Each candidate rule set (a pair of birth and survival bitmasks at a given neighborhood radius) is evaluated through the following pipeline:
-
CPU simulation — A short simulation is run on a 640×640 grid with 25% random initial density for 3,000 generations. This mirrors the GPU compute logic (toroidal boundaries, identical neighbor-counting) but runs on the CPU to avoid blocking the visualizer.
-
Population trace analysis — The population count is recorded at each generation. Statistics are computed over the second half of the trace (post burn-in) to focus on steady-state behavior rather than transients.
-
Coefficient of variation (CV) — The primary interestingness metric:
CV = σ / μover the post-burn-in population trace. Rules withCV < 0.05(configurable) are rejected as too stable or trivial. -
Dual-level periodicity detection — Two complementary checks reject periodic behavior:
- Population-level: detects repeating population counts with period ≤ 20
- Grid-state-level: detects repeating grid configurations, which catches complement oscillations (alive↔dead flips that produce identical population counts but different spatial patterns)
-
Early exit — Rules where the population drops to zero are immediately rejected.
-
Persistence — Interesting rules (those passing all filters) are written to
search_results.txt. All examined rules are recorded insearch_examined.txtto avoid redundant evaluation across sessions.
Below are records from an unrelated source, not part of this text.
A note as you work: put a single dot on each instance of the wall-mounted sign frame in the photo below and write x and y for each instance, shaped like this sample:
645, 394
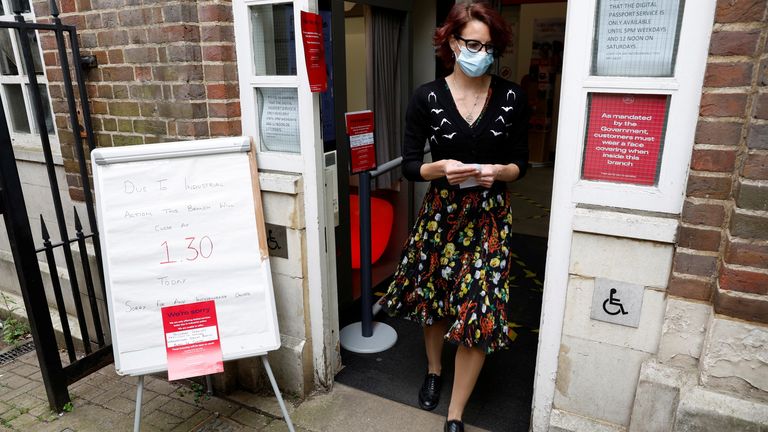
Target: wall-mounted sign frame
625, 137
636, 38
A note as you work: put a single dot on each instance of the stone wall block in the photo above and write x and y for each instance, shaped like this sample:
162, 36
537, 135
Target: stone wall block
691, 287
718, 132
743, 280
564, 421
746, 253
124, 109
728, 74
215, 12
140, 55
597, 380
756, 166
703, 239
761, 106
731, 11
682, 337
641, 262
742, 306
220, 72
694, 264
723, 104
218, 32
749, 225
703, 213
658, 394
708, 186
289, 301
578, 323
282, 201
217, 53
182, 12
734, 359
730, 43
757, 137
224, 109
713, 160
703, 410
752, 196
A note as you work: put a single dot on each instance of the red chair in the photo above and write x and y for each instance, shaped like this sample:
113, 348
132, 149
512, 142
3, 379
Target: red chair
382, 215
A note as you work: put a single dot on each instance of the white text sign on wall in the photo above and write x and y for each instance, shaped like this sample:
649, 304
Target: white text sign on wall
636, 38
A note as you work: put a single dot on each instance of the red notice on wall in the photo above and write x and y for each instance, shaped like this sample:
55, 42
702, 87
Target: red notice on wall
624, 138
314, 50
192, 340
361, 147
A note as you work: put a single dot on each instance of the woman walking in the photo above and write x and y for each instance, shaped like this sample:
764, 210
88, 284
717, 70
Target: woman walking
454, 269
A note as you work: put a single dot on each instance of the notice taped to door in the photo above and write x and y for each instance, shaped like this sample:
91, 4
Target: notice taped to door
182, 223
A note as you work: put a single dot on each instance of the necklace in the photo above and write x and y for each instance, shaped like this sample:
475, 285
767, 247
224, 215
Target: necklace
469, 118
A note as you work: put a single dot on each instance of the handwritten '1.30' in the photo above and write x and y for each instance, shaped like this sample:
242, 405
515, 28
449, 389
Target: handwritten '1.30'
202, 248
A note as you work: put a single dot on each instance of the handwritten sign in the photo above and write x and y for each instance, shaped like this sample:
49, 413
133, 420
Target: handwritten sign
636, 38
181, 223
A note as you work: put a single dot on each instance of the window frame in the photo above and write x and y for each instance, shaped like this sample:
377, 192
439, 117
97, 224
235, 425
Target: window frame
28, 145
249, 82
685, 94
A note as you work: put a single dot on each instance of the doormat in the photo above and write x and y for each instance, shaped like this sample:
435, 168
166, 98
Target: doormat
502, 397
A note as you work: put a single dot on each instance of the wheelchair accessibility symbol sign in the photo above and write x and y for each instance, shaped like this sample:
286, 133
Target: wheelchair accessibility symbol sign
617, 302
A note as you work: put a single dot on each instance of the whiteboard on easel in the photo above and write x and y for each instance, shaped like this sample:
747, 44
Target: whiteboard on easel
182, 223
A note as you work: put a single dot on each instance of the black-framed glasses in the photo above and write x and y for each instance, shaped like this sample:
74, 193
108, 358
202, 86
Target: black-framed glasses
475, 46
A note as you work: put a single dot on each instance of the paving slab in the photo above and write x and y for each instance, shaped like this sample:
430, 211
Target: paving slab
105, 402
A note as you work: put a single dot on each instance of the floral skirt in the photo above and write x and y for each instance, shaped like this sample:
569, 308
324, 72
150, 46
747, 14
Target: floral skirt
455, 265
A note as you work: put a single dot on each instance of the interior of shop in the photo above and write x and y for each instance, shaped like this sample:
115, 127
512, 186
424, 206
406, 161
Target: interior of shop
502, 397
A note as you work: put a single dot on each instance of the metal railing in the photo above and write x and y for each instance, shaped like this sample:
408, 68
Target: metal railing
56, 376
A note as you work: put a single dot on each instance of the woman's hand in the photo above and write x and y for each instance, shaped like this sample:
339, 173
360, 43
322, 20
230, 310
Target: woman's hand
457, 172
488, 174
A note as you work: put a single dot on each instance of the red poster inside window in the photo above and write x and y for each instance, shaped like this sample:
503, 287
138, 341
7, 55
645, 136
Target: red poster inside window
624, 138
361, 147
192, 340
314, 51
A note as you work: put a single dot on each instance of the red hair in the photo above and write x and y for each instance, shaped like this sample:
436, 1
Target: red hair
458, 17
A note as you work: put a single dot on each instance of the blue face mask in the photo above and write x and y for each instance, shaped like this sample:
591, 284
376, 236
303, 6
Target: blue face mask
474, 64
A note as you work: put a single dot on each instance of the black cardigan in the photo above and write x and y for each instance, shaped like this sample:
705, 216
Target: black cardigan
499, 136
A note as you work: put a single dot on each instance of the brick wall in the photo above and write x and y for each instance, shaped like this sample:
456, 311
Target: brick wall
166, 72
722, 253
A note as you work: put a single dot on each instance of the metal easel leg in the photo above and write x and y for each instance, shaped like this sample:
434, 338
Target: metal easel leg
139, 394
277, 393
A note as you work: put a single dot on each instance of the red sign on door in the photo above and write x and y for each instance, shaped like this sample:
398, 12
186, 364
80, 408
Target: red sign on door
361, 147
624, 138
314, 51
192, 340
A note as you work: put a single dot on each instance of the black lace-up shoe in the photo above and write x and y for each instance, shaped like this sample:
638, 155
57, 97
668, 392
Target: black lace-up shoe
429, 395
454, 426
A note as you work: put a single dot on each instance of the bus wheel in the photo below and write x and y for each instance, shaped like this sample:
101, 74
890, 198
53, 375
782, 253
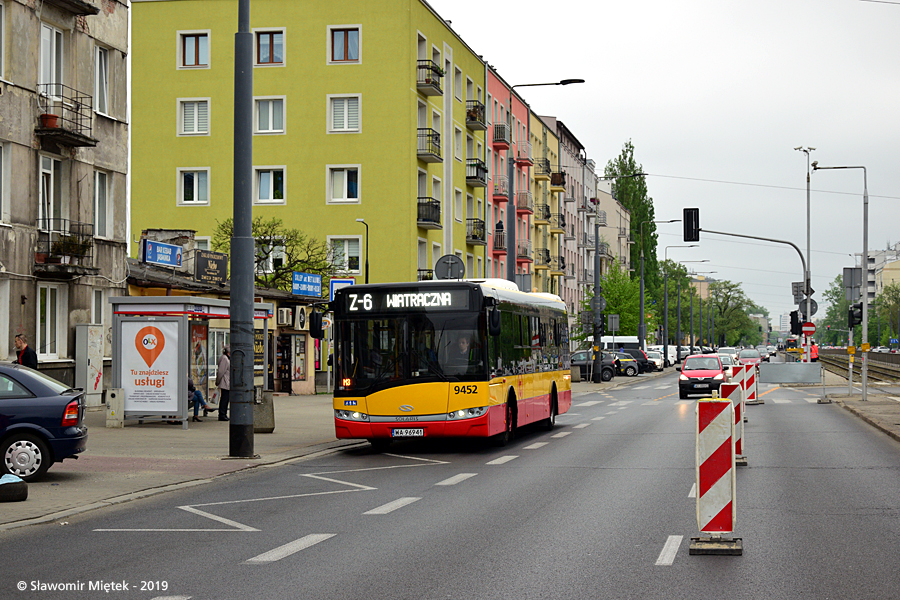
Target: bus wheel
380, 444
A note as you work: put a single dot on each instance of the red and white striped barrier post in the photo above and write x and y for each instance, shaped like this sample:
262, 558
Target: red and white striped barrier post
715, 478
735, 393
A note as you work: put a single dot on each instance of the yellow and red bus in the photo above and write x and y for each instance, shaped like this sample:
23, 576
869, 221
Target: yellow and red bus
447, 359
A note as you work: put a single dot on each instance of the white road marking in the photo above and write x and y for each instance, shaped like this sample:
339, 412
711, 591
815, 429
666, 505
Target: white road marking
667, 556
456, 479
391, 506
290, 548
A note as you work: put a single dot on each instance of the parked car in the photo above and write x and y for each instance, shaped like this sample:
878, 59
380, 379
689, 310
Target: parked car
41, 422
582, 360
626, 364
655, 357
700, 374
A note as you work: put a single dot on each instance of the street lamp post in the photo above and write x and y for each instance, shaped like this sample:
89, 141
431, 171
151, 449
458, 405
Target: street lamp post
865, 266
510, 169
641, 325
363, 221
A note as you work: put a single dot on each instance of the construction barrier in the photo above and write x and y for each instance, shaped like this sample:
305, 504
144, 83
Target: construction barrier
715, 478
735, 393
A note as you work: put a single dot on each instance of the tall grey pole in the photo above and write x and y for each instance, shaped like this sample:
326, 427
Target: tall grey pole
242, 247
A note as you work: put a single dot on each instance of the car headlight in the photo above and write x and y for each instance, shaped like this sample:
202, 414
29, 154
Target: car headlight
467, 413
351, 415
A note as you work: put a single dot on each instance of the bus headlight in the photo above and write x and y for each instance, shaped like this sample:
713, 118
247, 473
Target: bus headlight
351, 415
467, 413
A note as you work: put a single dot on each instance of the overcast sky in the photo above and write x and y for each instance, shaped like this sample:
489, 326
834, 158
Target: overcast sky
715, 95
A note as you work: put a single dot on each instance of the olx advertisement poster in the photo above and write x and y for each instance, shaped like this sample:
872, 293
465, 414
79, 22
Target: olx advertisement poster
150, 366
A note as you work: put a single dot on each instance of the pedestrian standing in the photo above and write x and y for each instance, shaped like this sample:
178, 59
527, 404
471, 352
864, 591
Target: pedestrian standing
25, 354
223, 382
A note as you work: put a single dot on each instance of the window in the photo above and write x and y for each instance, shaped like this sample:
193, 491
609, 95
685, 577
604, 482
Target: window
345, 253
343, 183
270, 115
193, 186
344, 44
269, 185
101, 194
193, 117
48, 321
344, 114
193, 49
101, 85
270, 47
51, 56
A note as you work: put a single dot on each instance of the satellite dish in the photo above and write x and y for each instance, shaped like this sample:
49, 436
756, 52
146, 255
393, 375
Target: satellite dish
449, 266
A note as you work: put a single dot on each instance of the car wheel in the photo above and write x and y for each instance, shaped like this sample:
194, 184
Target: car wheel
25, 456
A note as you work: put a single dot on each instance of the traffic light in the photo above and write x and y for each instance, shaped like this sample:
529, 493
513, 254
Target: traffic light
854, 315
691, 221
- Start: In the left sidebar, scroll to the Rule Search section and click 🔍 Start Search. The search begins iterating over all possible birth/survival rule combinations.
- Monitor progress: While running, the sidebar shows:
- Status — Running, Paused, or Complete
- Rules tested — total number of rule sets evaluated so far
- Interesting — how many rule sets passed the interestingness filter
- Pause / Resume: Click ⏸ Pause to temporarily halt the search (the thread sleeps until resumed). Click ▶ Resume to continue where it left off.
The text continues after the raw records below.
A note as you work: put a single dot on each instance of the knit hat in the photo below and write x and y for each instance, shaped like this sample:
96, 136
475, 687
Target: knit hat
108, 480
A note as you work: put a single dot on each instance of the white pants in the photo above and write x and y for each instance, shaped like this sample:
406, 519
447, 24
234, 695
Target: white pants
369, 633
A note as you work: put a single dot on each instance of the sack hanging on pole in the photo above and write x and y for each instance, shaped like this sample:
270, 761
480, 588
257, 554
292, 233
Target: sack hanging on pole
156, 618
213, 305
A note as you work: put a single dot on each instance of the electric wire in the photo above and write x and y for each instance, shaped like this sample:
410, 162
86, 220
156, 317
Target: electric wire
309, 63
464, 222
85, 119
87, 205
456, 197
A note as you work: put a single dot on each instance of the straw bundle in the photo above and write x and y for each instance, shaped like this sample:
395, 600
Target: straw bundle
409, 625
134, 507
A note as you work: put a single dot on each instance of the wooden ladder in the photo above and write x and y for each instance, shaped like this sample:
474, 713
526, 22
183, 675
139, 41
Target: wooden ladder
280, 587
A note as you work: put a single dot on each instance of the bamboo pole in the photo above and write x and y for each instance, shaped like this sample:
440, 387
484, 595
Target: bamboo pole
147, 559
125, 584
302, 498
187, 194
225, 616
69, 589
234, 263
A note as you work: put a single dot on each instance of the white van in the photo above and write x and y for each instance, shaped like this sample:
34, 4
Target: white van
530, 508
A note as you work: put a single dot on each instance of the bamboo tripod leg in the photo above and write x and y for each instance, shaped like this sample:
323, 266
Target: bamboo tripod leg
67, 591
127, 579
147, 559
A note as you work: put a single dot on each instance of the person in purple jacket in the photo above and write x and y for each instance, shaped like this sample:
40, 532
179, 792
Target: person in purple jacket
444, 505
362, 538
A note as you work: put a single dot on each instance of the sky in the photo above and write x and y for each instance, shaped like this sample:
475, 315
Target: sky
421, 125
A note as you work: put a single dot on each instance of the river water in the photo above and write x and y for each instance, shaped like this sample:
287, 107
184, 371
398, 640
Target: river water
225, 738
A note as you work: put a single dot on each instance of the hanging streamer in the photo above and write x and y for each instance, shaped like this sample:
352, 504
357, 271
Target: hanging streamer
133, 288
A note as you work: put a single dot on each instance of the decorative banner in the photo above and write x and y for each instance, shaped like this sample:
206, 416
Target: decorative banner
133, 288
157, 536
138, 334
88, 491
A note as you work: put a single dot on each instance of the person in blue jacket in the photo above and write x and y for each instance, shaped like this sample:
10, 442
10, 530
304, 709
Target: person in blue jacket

- Stop: Click ⏹ Stop to terminate the search. You can start a new search at any time.
- Apply a discovered rule: Interesting rules appear in a scrollable list below the controls. Click Apply next to any rule label (e.g.,
B36/S23) to immediately load that rule set into the live GPU simulation.
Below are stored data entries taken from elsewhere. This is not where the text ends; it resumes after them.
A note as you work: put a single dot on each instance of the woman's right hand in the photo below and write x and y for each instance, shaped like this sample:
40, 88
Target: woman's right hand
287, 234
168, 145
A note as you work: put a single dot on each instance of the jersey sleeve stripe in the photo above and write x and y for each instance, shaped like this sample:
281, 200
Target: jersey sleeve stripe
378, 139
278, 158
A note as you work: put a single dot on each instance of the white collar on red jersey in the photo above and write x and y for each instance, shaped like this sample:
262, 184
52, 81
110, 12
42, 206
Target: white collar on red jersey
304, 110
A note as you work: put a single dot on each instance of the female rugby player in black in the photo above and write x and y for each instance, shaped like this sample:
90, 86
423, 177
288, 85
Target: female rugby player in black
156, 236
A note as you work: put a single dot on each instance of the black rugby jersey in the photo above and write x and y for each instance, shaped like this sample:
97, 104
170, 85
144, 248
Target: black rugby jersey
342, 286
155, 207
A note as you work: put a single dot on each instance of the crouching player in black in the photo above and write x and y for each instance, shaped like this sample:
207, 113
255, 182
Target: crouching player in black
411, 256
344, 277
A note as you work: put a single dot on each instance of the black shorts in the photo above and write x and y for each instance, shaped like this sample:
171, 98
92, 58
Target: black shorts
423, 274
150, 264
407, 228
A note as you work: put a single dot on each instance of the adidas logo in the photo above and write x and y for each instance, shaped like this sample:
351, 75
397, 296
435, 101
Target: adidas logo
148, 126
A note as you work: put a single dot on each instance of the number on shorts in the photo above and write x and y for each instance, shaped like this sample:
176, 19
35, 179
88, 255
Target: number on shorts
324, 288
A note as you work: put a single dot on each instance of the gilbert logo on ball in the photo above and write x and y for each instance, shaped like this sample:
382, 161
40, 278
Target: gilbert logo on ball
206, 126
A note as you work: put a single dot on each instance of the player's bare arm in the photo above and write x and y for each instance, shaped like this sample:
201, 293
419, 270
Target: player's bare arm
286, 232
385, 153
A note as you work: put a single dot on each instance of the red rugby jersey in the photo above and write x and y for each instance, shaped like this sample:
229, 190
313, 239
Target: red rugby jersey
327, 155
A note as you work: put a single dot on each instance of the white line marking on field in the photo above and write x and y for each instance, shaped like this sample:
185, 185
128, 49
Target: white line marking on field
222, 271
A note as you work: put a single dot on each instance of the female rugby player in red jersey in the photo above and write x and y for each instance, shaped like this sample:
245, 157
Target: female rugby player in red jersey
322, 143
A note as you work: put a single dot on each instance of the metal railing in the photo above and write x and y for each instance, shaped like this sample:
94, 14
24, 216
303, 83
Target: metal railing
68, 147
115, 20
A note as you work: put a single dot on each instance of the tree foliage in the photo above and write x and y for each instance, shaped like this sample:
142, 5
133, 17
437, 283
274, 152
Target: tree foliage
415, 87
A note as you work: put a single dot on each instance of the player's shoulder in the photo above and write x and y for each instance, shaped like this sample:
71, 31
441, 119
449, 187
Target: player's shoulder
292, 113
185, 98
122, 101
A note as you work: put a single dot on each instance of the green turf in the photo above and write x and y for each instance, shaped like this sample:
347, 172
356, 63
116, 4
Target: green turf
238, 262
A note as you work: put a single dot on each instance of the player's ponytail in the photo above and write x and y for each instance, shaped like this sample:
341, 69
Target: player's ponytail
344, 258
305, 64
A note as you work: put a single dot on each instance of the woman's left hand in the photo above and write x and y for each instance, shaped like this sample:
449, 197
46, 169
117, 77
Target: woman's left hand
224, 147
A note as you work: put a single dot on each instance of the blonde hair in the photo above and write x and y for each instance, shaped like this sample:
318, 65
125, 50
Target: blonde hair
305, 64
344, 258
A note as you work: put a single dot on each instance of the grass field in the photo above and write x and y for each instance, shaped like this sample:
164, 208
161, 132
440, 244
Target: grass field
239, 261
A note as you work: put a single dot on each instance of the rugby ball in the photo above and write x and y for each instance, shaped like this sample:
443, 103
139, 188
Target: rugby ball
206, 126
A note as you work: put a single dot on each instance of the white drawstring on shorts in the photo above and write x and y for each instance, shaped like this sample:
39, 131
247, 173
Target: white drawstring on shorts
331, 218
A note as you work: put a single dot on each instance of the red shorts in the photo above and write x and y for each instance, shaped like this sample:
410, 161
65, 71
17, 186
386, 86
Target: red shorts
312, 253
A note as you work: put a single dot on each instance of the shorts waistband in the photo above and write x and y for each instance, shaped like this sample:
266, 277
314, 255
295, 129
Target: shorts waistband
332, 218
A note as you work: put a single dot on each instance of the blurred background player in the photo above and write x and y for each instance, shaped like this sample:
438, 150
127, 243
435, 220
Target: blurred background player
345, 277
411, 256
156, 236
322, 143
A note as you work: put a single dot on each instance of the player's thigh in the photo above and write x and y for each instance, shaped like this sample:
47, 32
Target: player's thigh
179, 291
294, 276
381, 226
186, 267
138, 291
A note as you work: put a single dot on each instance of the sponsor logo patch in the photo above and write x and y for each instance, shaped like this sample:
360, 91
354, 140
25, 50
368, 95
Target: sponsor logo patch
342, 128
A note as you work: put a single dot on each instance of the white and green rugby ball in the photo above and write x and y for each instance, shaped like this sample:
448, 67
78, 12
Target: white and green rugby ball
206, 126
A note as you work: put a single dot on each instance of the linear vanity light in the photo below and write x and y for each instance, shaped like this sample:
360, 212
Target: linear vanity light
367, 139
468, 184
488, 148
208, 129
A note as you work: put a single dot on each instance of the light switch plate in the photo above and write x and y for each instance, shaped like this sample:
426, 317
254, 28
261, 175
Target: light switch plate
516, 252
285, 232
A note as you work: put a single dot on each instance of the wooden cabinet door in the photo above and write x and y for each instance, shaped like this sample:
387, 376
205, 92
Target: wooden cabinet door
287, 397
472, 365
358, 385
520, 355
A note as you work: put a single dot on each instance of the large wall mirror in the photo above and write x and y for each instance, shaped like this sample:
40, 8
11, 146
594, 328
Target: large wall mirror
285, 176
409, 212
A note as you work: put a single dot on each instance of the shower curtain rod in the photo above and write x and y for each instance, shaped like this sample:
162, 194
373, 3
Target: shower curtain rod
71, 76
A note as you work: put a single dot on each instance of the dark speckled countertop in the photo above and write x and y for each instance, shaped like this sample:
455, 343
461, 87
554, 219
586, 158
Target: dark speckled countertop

| Radius | Neighbors | Possible Rules | Description |
|---|---|---|---|
| 1 | 8 (Moore) | 2⁹ × 2⁹ = 262,144 | Standard Life-like automata |
| 2 | 24 | 2²⁵ × 2²⁵ ≈ 1.1 × 10¹⁵ | Extended neighborhood ("Larger than Life") |
Beyond binary interesting/uninteresting filtering, CatConway can classify discovered rules into 8 behavior classes based on 10 dynamical metrics:
| Metric | Description |
|---|---|
| Coefficient of variation | Population variability (σ/μ) over steady state |
| Mean density | Average fraction of live cells |
| Final density | Density at end of evaluation |
| Density range | Max − min density over the observation window |
| Trend | Linear slope of density (growing vs. declining) |
| Autocorrelation | Lag-1 temporal correlation (memory/inertia) |
| Shannon entropy | Information content of population histogram |
| Dominant period | Detected cycle length (0 = aperiodic) |
| Monotonic fraction | Fraction of steps with consistent direction of change |
| Roughness | Mean consecutive density difference (temporal texture) |
| Class | Criteria | Examples |
|---|---|---|
| Dead | Final density < 0.1% | Rules where all cells die out |
| Static | Very low variation, near-zero trend | Still lifes, stable configurations |
| Periodic | Dominant period detected, low variation | Blinkers, oscillators |
| Explosive | Mean density > 90% | Rules that fill the grid |
| Chaotic | High variation (>10%), aperiodic | Rules with turbulent, unpredictable dynamics |
| Complex | Moderate variation, no dominant period | Edge-of-chaos rules (most interesting) |
| Growing | Positive density trend, not yet explosive | Rules with monotone population increase |
| Declining | Negative density trend | Rules with gradual population decay |
The classification system uses k-means clustering and UMAP dimensionality reduction to visualize the distribution of rules across behavior space as an interactive scatter plot in the GUI.